La izquierda –siniestra como su sinónimo- trabaja soterradamente contra el pueblo y a favor del interés de sus dirigencias. El único objetivo de los rojos es capturar el poder y nunca volver a dejarlo. Pero que en el mundo esto es una gran utopía porque nada es eterno en este valle de lágrimas. Aunque la URSS perduró 69 nueve años, y Cuba ya pasó las deis décadas empernada al gobierno. La presuntamente eterna dictadura del comunismo desapareció arrolladoramente el 8 de diciembre 1989, cuando Gorbachov insistía en continuar con un estado socialista aggiornado y siendo aún presidente de la ex URSS fue incapaz de detener a Boris Yeltsin, quien se había propuesto reunificar a los rusos, bielorrusos y ucranianos para suscribir el acta de defunción de la URSS y en su reemplazo crear la no socialista Comunidad de Estados Independientes. Esto no ha ocurrido aún en Cuba, donde la mafia Castro continuará medrando del poder -y de la economía- de esta pauperizada isla, posiblemente que hasta muera el tirano Raúl.

La historia viene a colación porque los progre-marxistas de ahora viven ilusionados con repetir el caos de Venezuela -hasta hoy única sucesora de la pobre Cuba- en el resto de Latinoamérica. Y la presa inminente y más apetitosa que ahora exhibe la izquierda sudaca es Perú. Pero soslaya que Venezuela está más cerca a implosionar antes que consigan comunizar nuestra nación. Ya soportamos un desdichado capítulo de nuestra historia desarmando el intento velasquista de cubanizar el Perú. Igual sucedió con el cuarto de siglo de terrorismo dispuesto a convertirnos en alguna sucursal polpotiana o maoísta. En ambos casos naufragaron. Porque durante el último medio siglo el Perú mantuvo un credo centrista muy arraigado y difícil de romper. Sucesivas elecciones lo corroboran, pese a que el impresentable Chávez y el vil Lula pagaron dos campañas del corrupto Humala. Fracasaron en la primera, incrustándonoslo en la segunda con el dinero robado a sus países: Venezuela y Brasil. ¡Pero seguimos libres y dando batalla!

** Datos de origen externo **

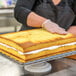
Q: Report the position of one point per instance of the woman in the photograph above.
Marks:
(55, 16)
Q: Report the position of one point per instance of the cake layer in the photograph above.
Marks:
(34, 54)
(30, 40)
(72, 57)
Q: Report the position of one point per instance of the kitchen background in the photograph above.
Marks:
(7, 20)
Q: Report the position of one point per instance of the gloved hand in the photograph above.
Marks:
(53, 27)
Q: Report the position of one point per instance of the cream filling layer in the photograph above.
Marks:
(39, 50)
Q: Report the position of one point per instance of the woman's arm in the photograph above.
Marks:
(72, 28)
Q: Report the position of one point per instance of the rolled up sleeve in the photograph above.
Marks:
(22, 10)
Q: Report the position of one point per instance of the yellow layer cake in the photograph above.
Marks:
(36, 43)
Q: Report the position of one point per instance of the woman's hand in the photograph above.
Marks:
(53, 27)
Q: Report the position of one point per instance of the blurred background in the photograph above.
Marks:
(7, 20)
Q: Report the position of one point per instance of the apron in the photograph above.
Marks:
(63, 16)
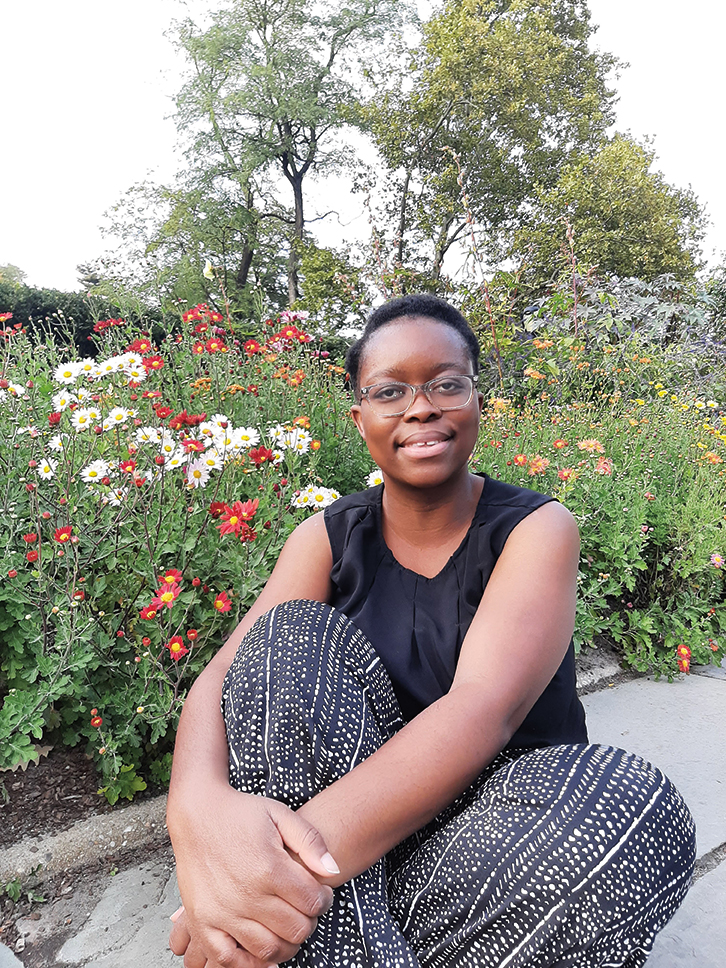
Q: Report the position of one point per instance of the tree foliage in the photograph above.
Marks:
(271, 81)
(510, 86)
(626, 220)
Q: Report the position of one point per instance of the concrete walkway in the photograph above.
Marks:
(122, 921)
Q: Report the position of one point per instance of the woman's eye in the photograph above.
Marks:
(390, 391)
(449, 385)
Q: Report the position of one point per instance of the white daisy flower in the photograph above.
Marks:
(93, 473)
(197, 474)
(117, 416)
(211, 459)
(61, 400)
(46, 468)
(81, 419)
(177, 459)
(136, 374)
(277, 434)
(298, 440)
(207, 430)
(87, 367)
(375, 477)
(248, 436)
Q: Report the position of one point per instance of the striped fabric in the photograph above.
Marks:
(566, 856)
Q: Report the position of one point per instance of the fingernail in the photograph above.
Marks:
(329, 864)
(177, 914)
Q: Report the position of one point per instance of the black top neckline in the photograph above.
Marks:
(377, 505)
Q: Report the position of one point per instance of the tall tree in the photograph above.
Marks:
(271, 81)
(513, 89)
(624, 217)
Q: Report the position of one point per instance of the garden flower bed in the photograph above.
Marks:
(148, 489)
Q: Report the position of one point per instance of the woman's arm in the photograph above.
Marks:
(515, 644)
(236, 877)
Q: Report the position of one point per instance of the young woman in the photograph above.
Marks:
(400, 774)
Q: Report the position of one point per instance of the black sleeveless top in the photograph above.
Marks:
(417, 624)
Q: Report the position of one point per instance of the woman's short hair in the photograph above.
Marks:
(425, 305)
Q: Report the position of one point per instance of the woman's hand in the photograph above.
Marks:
(249, 875)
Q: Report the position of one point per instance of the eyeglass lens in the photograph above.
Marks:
(448, 393)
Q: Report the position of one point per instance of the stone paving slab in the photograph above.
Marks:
(128, 926)
(680, 728)
(696, 936)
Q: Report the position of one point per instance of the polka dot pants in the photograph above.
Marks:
(567, 856)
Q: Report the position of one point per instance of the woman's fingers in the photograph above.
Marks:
(303, 839)
(179, 936)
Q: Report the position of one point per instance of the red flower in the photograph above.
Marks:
(258, 455)
(247, 534)
(166, 595)
(683, 658)
(222, 602)
(171, 577)
(176, 647)
(192, 446)
(139, 346)
(234, 517)
(177, 422)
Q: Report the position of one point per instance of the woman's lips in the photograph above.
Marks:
(424, 446)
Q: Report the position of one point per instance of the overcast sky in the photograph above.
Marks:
(89, 85)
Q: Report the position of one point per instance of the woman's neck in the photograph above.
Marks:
(423, 528)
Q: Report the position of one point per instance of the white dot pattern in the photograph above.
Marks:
(561, 857)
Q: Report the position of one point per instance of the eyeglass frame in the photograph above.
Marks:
(415, 387)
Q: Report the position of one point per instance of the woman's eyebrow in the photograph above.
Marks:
(393, 371)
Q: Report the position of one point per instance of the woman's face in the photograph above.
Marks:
(424, 446)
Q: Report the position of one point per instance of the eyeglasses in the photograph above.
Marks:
(444, 393)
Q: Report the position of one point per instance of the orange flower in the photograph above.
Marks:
(604, 466)
(538, 465)
(171, 577)
(591, 445)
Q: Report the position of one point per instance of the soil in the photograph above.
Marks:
(50, 795)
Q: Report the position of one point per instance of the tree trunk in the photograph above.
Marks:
(293, 284)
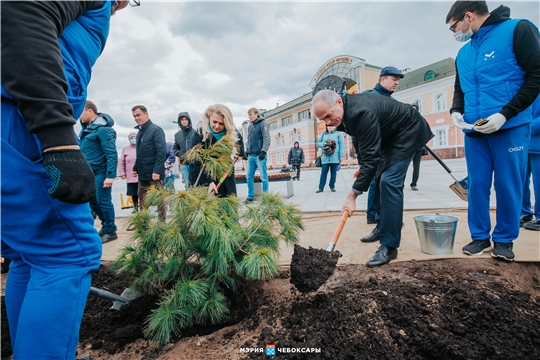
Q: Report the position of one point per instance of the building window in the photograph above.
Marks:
(286, 121)
(440, 102)
(429, 75)
(418, 103)
(303, 115)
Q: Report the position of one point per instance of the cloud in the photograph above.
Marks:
(186, 56)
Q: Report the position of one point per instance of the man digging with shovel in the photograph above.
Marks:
(386, 134)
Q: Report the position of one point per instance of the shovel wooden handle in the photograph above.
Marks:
(344, 217)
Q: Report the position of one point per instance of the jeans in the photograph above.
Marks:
(324, 173)
(185, 175)
(102, 204)
(391, 202)
(253, 164)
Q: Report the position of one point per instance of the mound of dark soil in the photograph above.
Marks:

Para suerte de los demócratas sudamericanos –y desdicha del socialismo sudaca- el comunismo mundial cayó en desgracia. Y el regional está quebrado. Como Venezuela, ¡que importa petróleo!, y Cuba pasa con serios apuros socioeconómicos. De manera que los zurdos criollos no tienen padrinos con bolsillo de payaso como ocurría hasta el anteaño pasado. No obstante, amable lector, siempre habrá algún mecenas inclinado a financiar a resentidos sociales que estén dispuestos a poner la cara de izquierdistas, aunque su corazón lata sólo por el billete que recibirán a cambio de que el Perú sirva de fuente de riqueza para estos “mecenas”. Como ese tal Soros, que tiene metidas las narices en el Perú desde que financiara al cleptómano Toledo. Desde entonces no cesa de untar a nuestros progre falsarios –los caviares- que se ofrecen como hombres de paja para que medre este mal reputado financista mundial. Así que preparémonos para plantar cara, entre otros, ante momias comunistas como Marco Arana o títeres de Nadine Humala y Susana Villarán como Verónika Mendoza y Mariza Glave.